In hot summer, drinking water became a big issue. They were never given water to drink in the prison, so they had to beg the Japanese soldiers for watermelon peel to quench their thirst. Sometimes, they even had no watermelon peel to eat, so they were forced to drink their own urine. Even animals had water to drink, while humans were forced to drink their urine. This was a rare brutal punishment, even in the history of the world, as well as blasphemy to human dignity.
My father would be taken to a room to be tortured. When he saw several tanks filled with cold water in the room, he suddenly ran over to drink enough due to long-term thirst. Then, he was tied to a wood stool with a towel placed on his face. The soldiers then pinched his nose, forced cold water into his mouth using a pot and then stood on his belly to press. Each pressing would cause water flowing from all of his body orifices. What a torture.

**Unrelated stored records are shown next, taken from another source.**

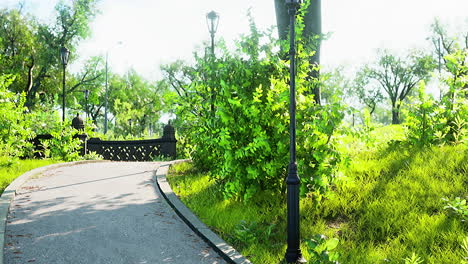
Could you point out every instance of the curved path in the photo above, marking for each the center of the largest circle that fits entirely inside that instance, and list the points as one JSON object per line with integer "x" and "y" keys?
{"x": 106, "y": 212}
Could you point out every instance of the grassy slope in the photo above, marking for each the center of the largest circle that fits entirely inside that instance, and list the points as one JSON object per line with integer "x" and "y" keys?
{"x": 385, "y": 207}
{"x": 10, "y": 171}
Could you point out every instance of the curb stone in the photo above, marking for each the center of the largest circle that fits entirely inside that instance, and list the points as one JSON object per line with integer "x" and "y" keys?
{"x": 10, "y": 192}
{"x": 227, "y": 252}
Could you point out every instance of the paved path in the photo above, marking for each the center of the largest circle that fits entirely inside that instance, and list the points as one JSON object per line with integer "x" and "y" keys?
{"x": 109, "y": 212}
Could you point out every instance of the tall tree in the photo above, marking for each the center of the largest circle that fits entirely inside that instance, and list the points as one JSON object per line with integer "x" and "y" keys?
{"x": 398, "y": 76}
{"x": 312, "y": 35}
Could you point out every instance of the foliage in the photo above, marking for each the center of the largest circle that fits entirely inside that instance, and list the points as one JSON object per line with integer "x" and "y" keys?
{"x": 252, "y": 232}
{"x": 385, "y": 206}
{"x": 323, "y": 249}
{"x": 367, "y": 90}
{"x": 11, "y": 170}
{"x": 92, "y": 155}
{"x": 465, "y": 248}
{"x": 63, "y": 145}
{"x": 235, "y": 113}
{"x": 14, "y": 130}
{"x": 431, "y": 122}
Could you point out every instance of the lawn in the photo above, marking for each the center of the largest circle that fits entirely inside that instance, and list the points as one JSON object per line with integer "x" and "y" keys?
{"x": 10, "y": 170}
{"x": 386, "y": 206}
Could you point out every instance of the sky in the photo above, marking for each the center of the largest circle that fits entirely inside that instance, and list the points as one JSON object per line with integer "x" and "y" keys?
{"x": 155, "y": 32}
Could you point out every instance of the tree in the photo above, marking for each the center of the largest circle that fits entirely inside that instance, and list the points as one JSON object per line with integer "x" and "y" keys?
{"x": 398, "y": 76}
{"x": 311, "y": 35}
{"x": 367, "y": 91}
{"x": 134, "y": 103}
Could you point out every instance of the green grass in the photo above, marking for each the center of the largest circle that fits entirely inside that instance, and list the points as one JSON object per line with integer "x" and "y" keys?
{"x": 10, "y": 170}
{"x": 387, "y": 206}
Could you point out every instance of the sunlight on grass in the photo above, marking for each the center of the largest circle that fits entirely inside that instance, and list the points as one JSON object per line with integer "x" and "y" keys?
{"x": 386, "y": 205}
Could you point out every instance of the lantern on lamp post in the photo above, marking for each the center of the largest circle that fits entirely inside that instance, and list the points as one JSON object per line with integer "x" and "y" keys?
{"x": 64, "y": 56}
{"x": 293, "y": 252}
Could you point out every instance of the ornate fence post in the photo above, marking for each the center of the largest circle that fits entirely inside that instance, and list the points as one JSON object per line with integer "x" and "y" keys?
{"x": 168, "y": 146}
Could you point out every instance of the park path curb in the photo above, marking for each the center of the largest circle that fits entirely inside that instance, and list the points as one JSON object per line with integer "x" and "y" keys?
{"x": 227, "y": 252}
{"x": 10, "y": 192}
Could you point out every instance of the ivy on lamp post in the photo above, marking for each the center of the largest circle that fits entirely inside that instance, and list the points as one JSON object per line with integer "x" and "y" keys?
{"x": 64, "y": 56}
{"x": 293, "y": 252}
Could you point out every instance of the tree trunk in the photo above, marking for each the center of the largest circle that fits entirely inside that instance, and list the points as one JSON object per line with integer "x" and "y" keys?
{"x": 312, "y": 35}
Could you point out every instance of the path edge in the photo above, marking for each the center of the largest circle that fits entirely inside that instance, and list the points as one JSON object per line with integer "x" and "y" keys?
{"x": 227, "y": 252}
{"x": 10, "y": 192}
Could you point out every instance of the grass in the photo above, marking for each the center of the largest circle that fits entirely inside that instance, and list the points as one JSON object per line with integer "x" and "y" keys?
{"x": 386, "y": 206}
{"x": 11, "y": 169}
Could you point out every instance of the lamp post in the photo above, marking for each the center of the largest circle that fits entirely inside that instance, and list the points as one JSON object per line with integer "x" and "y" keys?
{"x": 212, "y": 20}
{"x": 64, "y": 55}
{"x": 293, "y": 252}
{"x": 107, "y": 88}
{"x": 86, "y": 92}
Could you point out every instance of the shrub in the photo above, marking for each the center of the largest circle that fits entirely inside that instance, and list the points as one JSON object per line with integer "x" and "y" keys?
{"x": 235, "y": 110}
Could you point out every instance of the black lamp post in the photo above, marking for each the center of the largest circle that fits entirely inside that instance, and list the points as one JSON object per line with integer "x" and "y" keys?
{"x": 64, "y": 54}
{"x": 293, "y": 252}
{"x": 86, "y": 92}
{"x": 107, "y": 88}
{"x": 212, "y": 20}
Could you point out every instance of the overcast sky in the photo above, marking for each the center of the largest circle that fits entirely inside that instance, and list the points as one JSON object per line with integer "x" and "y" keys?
{"x": 156, "y": 31}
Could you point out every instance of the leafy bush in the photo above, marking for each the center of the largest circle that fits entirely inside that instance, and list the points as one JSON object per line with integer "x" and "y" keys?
{"x": 430, "y": 122}
{"x": 63, "y": 145}
{"x": 458, "y": 207}
{"x": 235, "y": 110}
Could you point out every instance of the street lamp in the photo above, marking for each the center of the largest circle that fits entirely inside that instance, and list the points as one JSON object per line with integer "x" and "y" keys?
{"x": 293, "y": 252}
{"x": 212, "y": 20}
{"x": 107, "y": 88}
{"x": 64, "y": 55}
{"x": 86, "y": 92}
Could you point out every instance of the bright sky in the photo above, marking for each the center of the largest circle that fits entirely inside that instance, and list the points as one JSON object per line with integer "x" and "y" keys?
{"x": 155, "y": 31}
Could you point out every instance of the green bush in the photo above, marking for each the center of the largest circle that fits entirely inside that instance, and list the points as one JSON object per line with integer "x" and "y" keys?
{"x": 63, "y": 145}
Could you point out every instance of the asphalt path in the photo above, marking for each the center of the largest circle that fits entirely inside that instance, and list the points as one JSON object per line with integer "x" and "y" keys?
{"x": 107, "y": 212}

Another instrument of torture was a nail plate. Several strong Japanese soldiers would push my father hard on the nail plate. As the spikes pierced my father’s skin, he bled and hurt badly. After that, and to this day, my father still bore scars on his arms, chest and back.
A more brutal punishment is wrestling. Several Japanese soldiers would take off their military coat and grab my father by his arm to throw him from behind. My father would be thrown on the cement ground, ended with broken skin and open flesh and blacked out. The Japanese soldiers would wake him up with water and throw him again. And my father would black out again. When it’s over, his legs were covered with blood, right foot was broken and right hand ineffective, resulting in permanent disability and mental disorders. At that time, as the wound continued to deteriorate in hot weather, my father wrapped it with worn newspaper to avoid flies. My seriously injured father couldn’t take care of himself; luckily, his Korean inmate helped him get by.
During the days when my father was imprisoned, my mother spent much money seeking help but all were in vain. My father said later that the true reason for his being released was not that the Japanese soldiers and traitors suddenly had a conscience, but they identified from the pattern and logo of the bullets that they were made by themselves instead of by the Chinese army. These evil bullets were firm evidence that the Japanese militarism massively killed our Chinese people and trampled our land during its war of aggression against China. The Japanese gendarmerie had no choice but to release my father in front of truth. A tragedy of “thieves catch thieves” ended like that, leaving my father scarred, crippled and mentally insane, and bringing horror, debt and poverty to my family.